The US president, Barack Obama, is expected to announce the move during a two-day visit to Australia, beginning today.

The plan to station Marines at an existing base outside the northern Australian city of Darwin, on the doorstep of South East Asia, would allow the US to disperse its forces more widely in the region - in particular, away from Japan and the US territory of Guam, which are within range of the new generation of Chinese ballistic missiles.

Alan Dupont, the director of the Centre for International Security Studies at the University of Sydney, described the new focus on Asia as "the most significant shift in US strategy since the Cold War".

Mr Obama was due to arrive in Australia today and fly to Darwin tomorrow with the Australian prime minister, Julia Gillard, to announce that 1,000 US Marines would be rotated through Australian bases, where they would conduct training and joint exercises with the Australian military.

Mr Obama's visit is sandwiched between his attendance at this week's Asia-Pacific Economic Cooperation (Apec) meeting in Hawaii and the East Asian Summit in Bali this weekend.

With China apparently set on usurping the US's role as the dominant power in the region, and the US determined to resist that move, Australia - traditionally seen by its more powerful ally as loyal but strategically peripheral - has taken on a new importance.

The head of the US Pacific command, Admiral Robert Willard, said this week the country offered easier access to the South China Sea and its vital shipping lanes than US bases in Japan and South Korea.

Some analysts warned the increased US military activity in Australia, which could see more US warships and submarines visiting Darwin and US weapons and supplies pre-positioned there, risks exacerbating regional tensions. Hugh White, the head of the Strategic and Defence Studies Centre at the Australian National University, said it was bound to be "greeted with displeasure in China".

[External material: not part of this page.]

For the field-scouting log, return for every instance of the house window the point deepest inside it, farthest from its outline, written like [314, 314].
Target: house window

The stepping up of US engagement comes amid simmering tensions in the South China Sea, with China accused of harassing Vietnamese and Filipino ships last year.

China is also one of several nations with rival claims to the potentially resource-rich Spratly and Paracel islands.

Australia sits in the middle of this unspoken power struggle.

For while it has depended on the US to guarantee its security in the Pacific since the fall of Singapore in 1942, China is now its biggest trading partner, with Australia supplying the iron ore and other raw materials for China's economic development.

"Australia is faced with a difficult diplomatic game of riding two horses simultaneously," said Tom Switzer, a research associate at Sydney University's US Studies Centre.

Analysts believe a greater military presence in Australia would help the US fill a gap between its forces in Japan and South Korea and the Gulf, where it is also planning to station more ground troops and step up Naval visits.

While US troops have been visiting Australia since 1907, and the two countries regularly conduct joint training and exercises, the main US military presence currently consists of a jointly run secret satellite tracking station at Pine Gap, in the Northern Territory, and a Naval communication station near Exmouth, in Western Australia.

The military alliance with the US has always enjoyed strong bipartisan support in Australia and a recent poll by the Lowy Institute for International Policy, an influential think tank, found 59 per cent of Australians regard the alliance as "very important". Mr Obama's visit was timed to coincide with the 60th anniversary of the ANZUS security treaty between Australia, New Zealand and the US.

New Zealand effectively abandoned the treaty in 1985 when it banned US nuclear-powered or armed warships from entering its ports - a ban that remains in place.